The conditions leave people like Gqala looking for radical solutions. "The mine must be nationalised. We support Julius Malema and the youth league for saying the mines must be nationalised. Now they're starting to shoot us. If we die today, all of us must die: we no longer want to work here."

Two days after the shooting, in which 34 people died and 78 were injured, many families are still waiting to learn the miners' fate. A casualty list has still not been published and there is little information on who is dead, injured or under arrest. Wives have been turned away from local clinics and hospitals.

A 22-year-old woman, who did not wish to be named, had lost a loved one in the shooting. "He was shot in cold blood," she said. "My tears have not dried; I cried all day. I'm worried about things like who's going to feed the kids he left behind. No one is going to give the love to his children like their father."

Elizabeth Makana, 48, a widow whose brother-in-law was wounded, said: "They treat the miners like dogs. The miners take the risk to dig platinum, but the people who sit in offices make the money."

Lonmin defended its treatment of mine workers. A community development brochure published by the company describes extensive health, education, infrastructure and economic projects in the area. Spokesman James Clark said: "We absolutely recognise the hugely positive relationship we have with communities living in the area and doing the best we can for them and their families goes to the heart of our business. It's why we do so much around health and education, but we're not complacent. We do the best we can and try to do better every time."

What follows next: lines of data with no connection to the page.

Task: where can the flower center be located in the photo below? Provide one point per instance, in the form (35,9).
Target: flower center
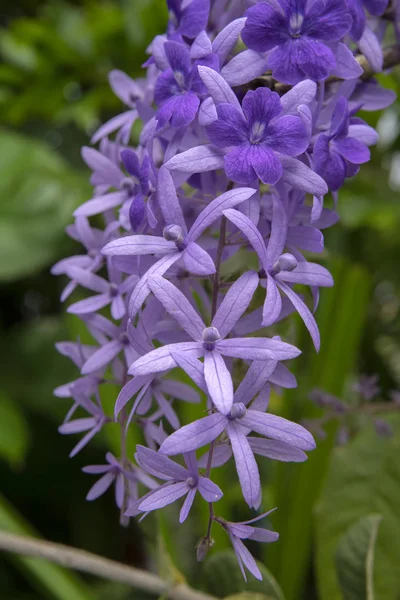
(180,79)
(295,24)
(128,185)
(238,411)
(286,262)
(257,132)
(124,339)
(174,233)
(210,336)
(113,290)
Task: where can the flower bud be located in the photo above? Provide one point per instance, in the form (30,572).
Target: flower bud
(238,411)
(287,262)
(202,548)
(173,233)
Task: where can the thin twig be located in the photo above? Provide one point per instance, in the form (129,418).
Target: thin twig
(87,562)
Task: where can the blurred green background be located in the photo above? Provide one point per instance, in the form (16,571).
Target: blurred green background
(54,61)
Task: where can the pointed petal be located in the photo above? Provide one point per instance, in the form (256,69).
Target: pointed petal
(102,357)
(235,302)
(168,200)
(129,390)
(193,367)
(216,208)
(257,349)
(142,289)
(209,490)
(197,160)
(159,465)
(246,465)
(197,260)
(177,305)
(279,225)
(247,227)
(195,435)
(187,505)
(304,313)
(164,495)
(276,450)
(101,486)
(278,428)
(273,303)
(138,245)
(161,360)
(219,381)
(254,380)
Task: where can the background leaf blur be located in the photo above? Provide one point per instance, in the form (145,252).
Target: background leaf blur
(54,59)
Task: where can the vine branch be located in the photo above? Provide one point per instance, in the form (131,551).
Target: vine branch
(74,558)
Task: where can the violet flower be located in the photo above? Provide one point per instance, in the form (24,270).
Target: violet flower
(301,35)
(115,473)
(209,341)
(180,482)
(281,270)
(244,530)
(339,153)
(178,87)
(256,137)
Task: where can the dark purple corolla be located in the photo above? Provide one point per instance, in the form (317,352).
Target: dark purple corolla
(300,35)
(178,87)
(256,137)
(338,153)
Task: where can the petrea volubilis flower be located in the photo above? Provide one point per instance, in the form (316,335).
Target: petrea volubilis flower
(303,37)
(237,149)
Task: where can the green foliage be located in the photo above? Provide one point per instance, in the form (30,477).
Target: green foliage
(38,191)
(363,479)
(222,577)
(355,559)
(341,316)
(55,582)
(56,66)
(14,432)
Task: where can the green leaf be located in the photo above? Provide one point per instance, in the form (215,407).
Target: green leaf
(248,596)
(222,577)
(340,317)
(57,582)
(38,193)
(363,479)
(355,559)
(14,432)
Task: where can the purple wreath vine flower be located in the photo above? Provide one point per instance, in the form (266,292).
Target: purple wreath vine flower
(165,225)
(180,481)
(256,137)
(303,37)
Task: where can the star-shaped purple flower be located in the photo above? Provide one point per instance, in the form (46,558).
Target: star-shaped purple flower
(301,36)
(211,342)
(338,153)
(178,87)
(257,136)
(180,482)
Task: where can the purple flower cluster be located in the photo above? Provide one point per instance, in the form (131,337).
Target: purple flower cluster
(225,174)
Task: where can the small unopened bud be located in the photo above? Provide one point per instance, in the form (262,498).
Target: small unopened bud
(287,262)
(210,336)
(238,411)
(202,548)
(173,233)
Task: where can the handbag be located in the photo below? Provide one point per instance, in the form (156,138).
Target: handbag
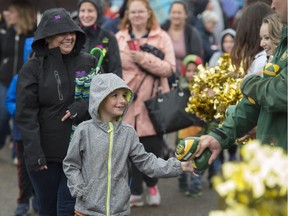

That will not satisfy Malema and his constituency, however, who argue that the ANC has been too moderate for too long, bending the knee to western corporations. Flashpoints like Marikana expose the fissures in a party that contains capitalists and communists.

Aubrey Matshiqi, a research fellow at the Helen Suzman Foundation, said: "I think the people of Marikana, particularly the miners, see themselves as the manifestation of the gap between mineral wealth and socioeconomic conditions. The death of so many miners has amplified the extent to which Julius Malema's views on mine nationalisation resonate with the people in the area."

He added: "You have the ANC that some people believe has been too pragmatic and sold out and bent over backwards for foreign capital at the expense of the people. Julius Malema suggests that a better life for all would be possible under someone like him. If he is wrong, you will have populism and disappointment that will lead to conflict."